On Jan 14, 7:59 pm, Keith H Duggar <dug...@alum.mit.edu> wrote:
No doubt your measurements (or even more likely the test cases)
are highly flawed. But since you haven't presented them how can
we know?
I did a simple test on UNIXes which would at worst fail on the
wrong side (i.e. make compilers appear as if they always include
files although they actually only include header files once if
there is an include guard): I used a named pipe for a header file
with a program writing a header with an include guard and a report
of the file having been written. Together with a source file which
just includes the header twice this quite nicely shows which
compilers don't touch the file again.
It's nice that someone has the time to do this kind of work.
(My measurements didn't actually test whether the header was
opened twice.
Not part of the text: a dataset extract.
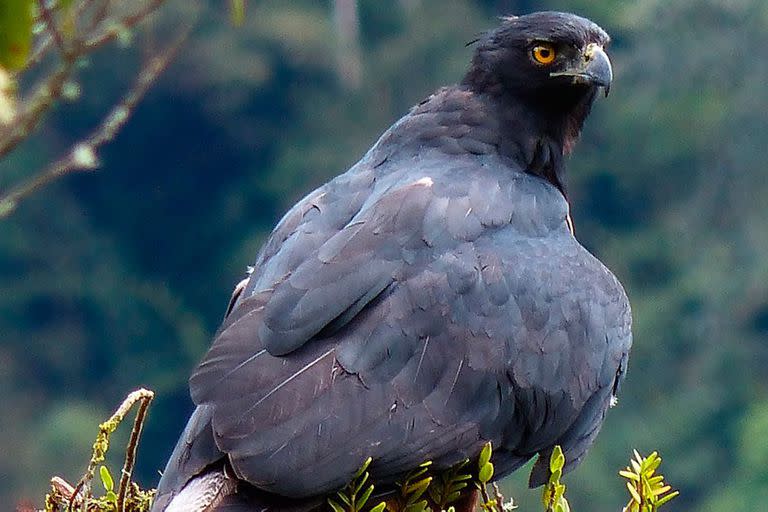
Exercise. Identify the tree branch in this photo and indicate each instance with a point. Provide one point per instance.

They just compared compile times for specific
cases. Since that's what my client was interested in.)
Here are the sources:
[...]
I tried this with SUN's CC, IBM's xlC, HP's aCC, Apple's
clang++, and g++ (these are the compiler I currently have
easy access to). CC includes the file twice,
That's interesting. I've spoken with Steve Clamage concerning
this (many, many years ago); at the time, he told me that Sun CC
didn't implement it because they found that it didn't make a
difference. At the time, on our Sun systems (Sun OS 4 at the
time), it did, for us. I suspect that the difference depends on
the network---on my Sparc at home (with a local disk), I
couldn't detect a difference, but on the systems at work (with
most of the include files remotely mounted on a relatively
overloaded network), I certainly could.
More recent measurements seemed to indicate that Sun CC had
added this optimization, but it's possible that this was just
because the more modern systems had more memory, and were
caching the network accesses better.
(Of course, if this is the case, this would disprove Walter's
claim that the parsing itself was the cause of the slowing down.
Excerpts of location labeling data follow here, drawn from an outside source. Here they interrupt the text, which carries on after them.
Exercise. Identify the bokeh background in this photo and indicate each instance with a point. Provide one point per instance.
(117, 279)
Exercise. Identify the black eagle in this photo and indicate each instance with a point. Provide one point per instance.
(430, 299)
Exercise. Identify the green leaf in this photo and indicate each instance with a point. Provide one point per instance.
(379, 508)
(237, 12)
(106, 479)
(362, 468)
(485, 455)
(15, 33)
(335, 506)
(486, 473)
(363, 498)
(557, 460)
Parsing C++ enough to find a corresponding #endif is *not*
significant. Actually opening and reading the file over the
network might be, depending on network latency.)
clang++, xlC
and g++ include the file just once, and HP's aCC fails
if the file is a named pipe (it seems to open the file and
then probably does an fstat() which would yield the file size
being 0; it can be seen that it opens the file but then fails
with an error message saying that it can't open the file).
More generally, you've encountered the problem "what does `same
file' mean". Is a named pipe the same file when it is opened
the second time? (With network mounted drives, of course, you
don't need such exotic and unrealistic cases.)
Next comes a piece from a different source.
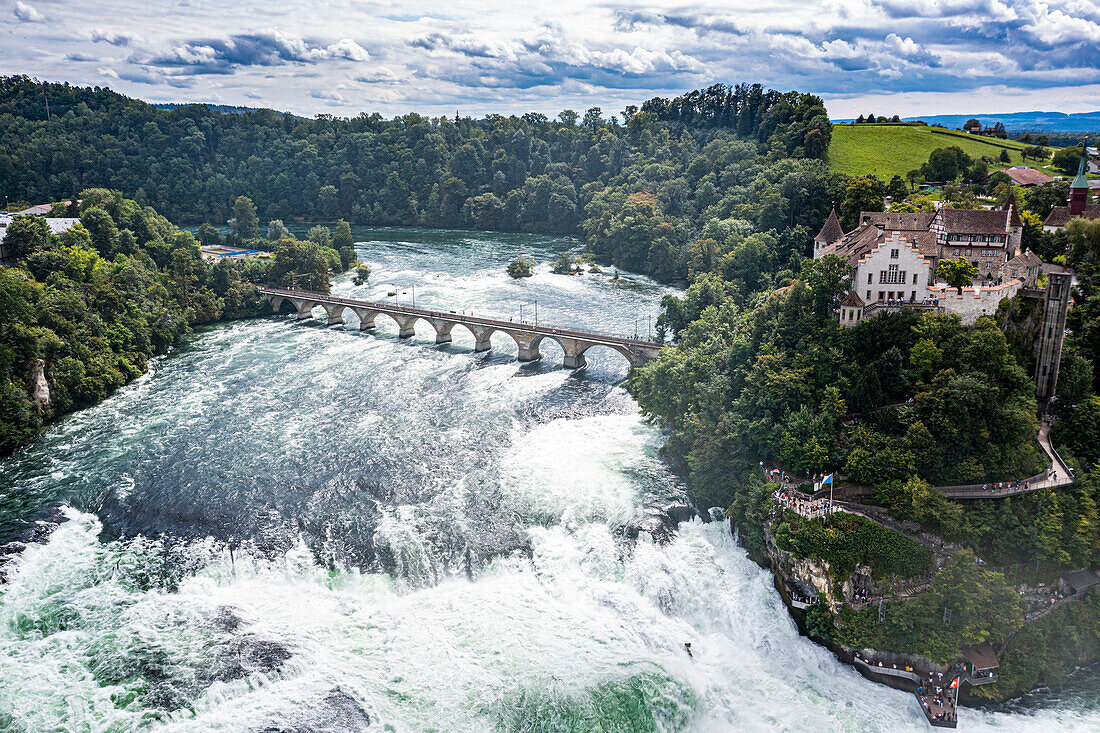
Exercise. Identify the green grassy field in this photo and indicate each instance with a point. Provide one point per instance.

Verifying that the compilers actually do the right thing, i.e.
commenting out the #define, reveals that clang++ includes the
file only once no matter what which is clearly wrong and xlC
and g++ include the file twice as would be expected.
[...]
Given my little statistic above yields the result: the majority
of the contemporary compilers available to me obviously
implement the logic. One might (it may detect the named pipe)
but I would guess it doesn't and one I can't tell with my test.
I seem to recall, however, that the guys who implemented aCC's
front end mentioned that it does implement the include guard
logic (and they are certainly smart enough to come up with the
technique I outlined above).
My guess is that they implement it if they consider that it
makes a difference. It's possible, however, that they didn't
implement it because on the systems they use, it didn't make a
difference, where as on some customer sites it might. In
particular, it likely will make a difference for anyone using
Clearclase.
Where I currently work, we mainly use Windows (with VS 2005),
but also support Solaris (on Sparc, with Sun CC) and Linux (on
Intel 32 bit, with g++ 4.4.2). Our code uses the Lakos
technique, because it makes a significant difference with VS.
It makes no difference in compile times on the other systems,
but I'm not sure if this is related---the environments on the
other systems are so different otherwise, I'm not sure that any
comparisons are valid.
--
James Kanze